エスニック・メディアとは、特定の国や地域における人種民族的マイノリティによって作り出される新聞・雑誌・ラジオ・テレビなどのメディア。主に、母国ではない地域で暮らす外国人住民が日常生活に必要な情報を得るために作られ、限られたコミュニティ内で流通するメディアを指す。

近年、グローバリゼーションという言葉に象徴されるように、人やモノの国境を越えた移動はますます活発になっている。

島国である日本においても、戦前の1920~30年ごろには朝鮮半島からの移民が、戦後のバブル経済期には東南アジアや南米から出稼ぎを目的とした移民が増加した。そのような人たちは、日本に渡った後に仕事や住まいを探すため、無料の自国語の情報誌、すなわちエスニック・メディアを指針としていた。

エスニック・メディアの歴史

今やメディアは紙媒体・デジタル媒体などさまざまな形態で存在するが、エスニック・メディアの歴史をたどると、近年の印刷術の発明とともに発展している。

ヨーロッパで最も古いエスニック・メディアと言われるものは、1677年にオランダで発行されたフランス語新聞「Gazette de Leyde」だと言われている。1868年には、アメリカにおいて最初の邦字新聞「よのうはさ」が発行され、国外に移住した日本人を対象としたメディアも発展していった。

その後技術の進歩にともない、エスニック・メディアはラジオ・テレビ・インターネット放送とさまざまな形態に変化し今も多数存在している。

エスニック・メディアの社会的機能

エスニック・メディアには大きく分けて2つの機能があると考えられている。1つ目はその地域のエスニック集団への帰属意識を醸成する機能、2つ目は現地のマジョリティ集団とのつながりや、他のエスニック集団との関わりを生む機能だ。

特に移住したてのころは、移住者がすべき手続きや生活に便利な店など自分と同じ言葉・目線で書かれた情報を重宝するだろう。エスニック・メディアを通して現地のエスニック集団との交流が深められれば、慣れない世界で生活していく際の心の拠り所にもなるはずだ。

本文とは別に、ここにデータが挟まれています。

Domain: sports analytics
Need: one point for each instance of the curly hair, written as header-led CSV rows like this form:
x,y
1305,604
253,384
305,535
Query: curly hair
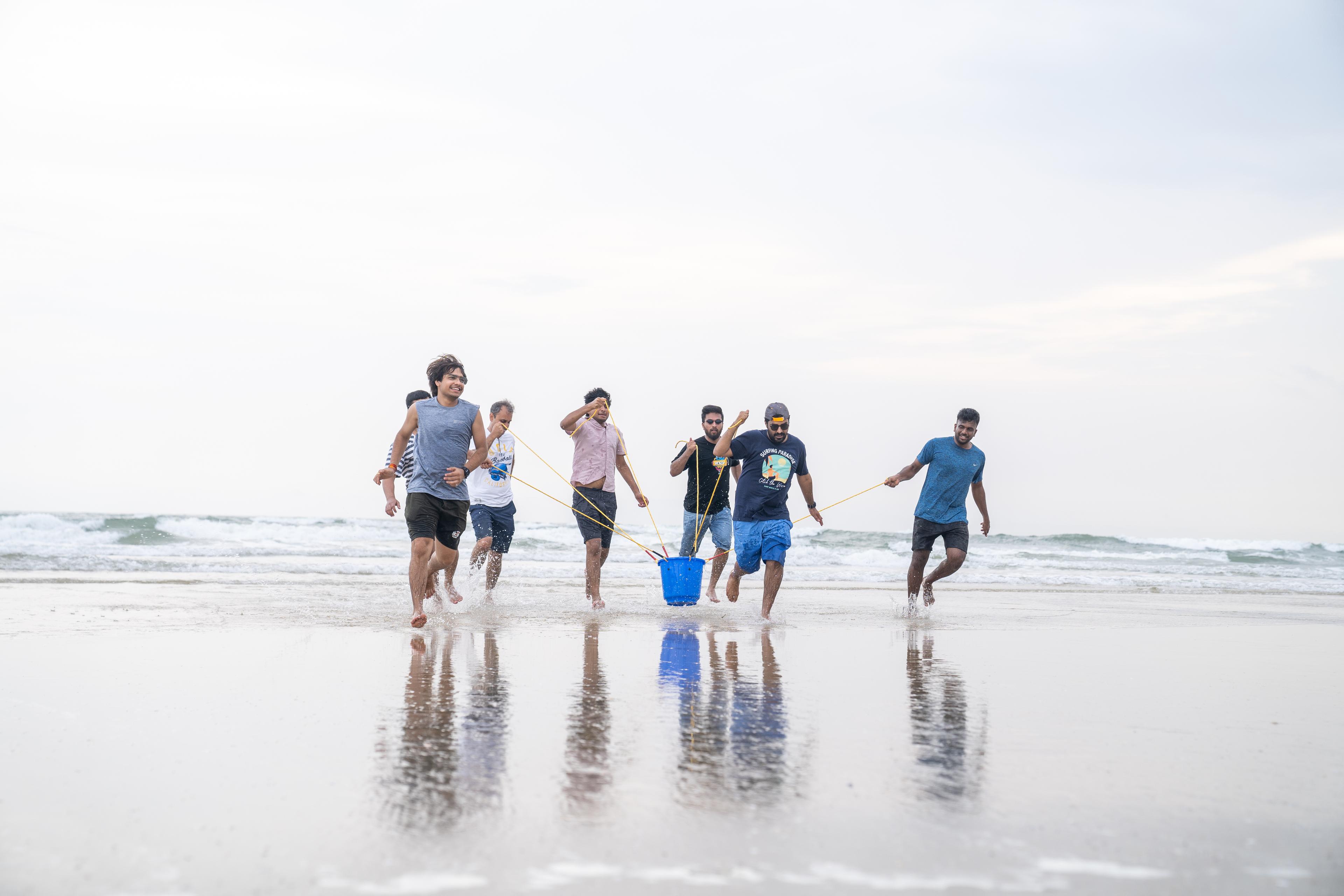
x,y
440,367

また、ベテラン移住者が発信するメディアから、移住先のマジョリティ集団との関わり方や文化の違いなどを知ることもできる。日本においては、たとえばメディアの言語が日本語であれば、日本人や長期間日本に住んでいる人でなければ理解が難しいかもしれない。そのため、一方的な情報収集としての意味合いが強くなる。しかし、外国語で書かれていれば、自分の属するエスニック集団と他のエスニック集団とのつながりを得る機会ともなりうるだろう。

このようにエスニック・メディアは、所属を同じくする人々との絆を深めたり、別の集団に属する人々との交流を図ったりする役割を持つのだ。

エスニック・メディアの今後

インターネットやSNSの発達によって世界はより身近になり、情報の入手も容易となった。コロナ禍で一時的に国境を越えた移動が制限されたが、今後も地球規模での人やモノの交流はより活発になっていくだろう。

日本はまだ単純労働移民の受け入れなどに積極的とは言えないが、少子高齢化によって労働力不足が顕著となる中、今後も同じ態度を貫き通すことは難しいはずだ。反対に、仕事や教育環境を求めて海外への移住を決める日本人も増える可能性もある。

ただ時代や技術がどれだけ進んでも、住み慣れた地域への愛着や安心感は消えることがなく、形は変われどエスニック・メディアは多くの人々の心の拠り所として残り続けるだろう。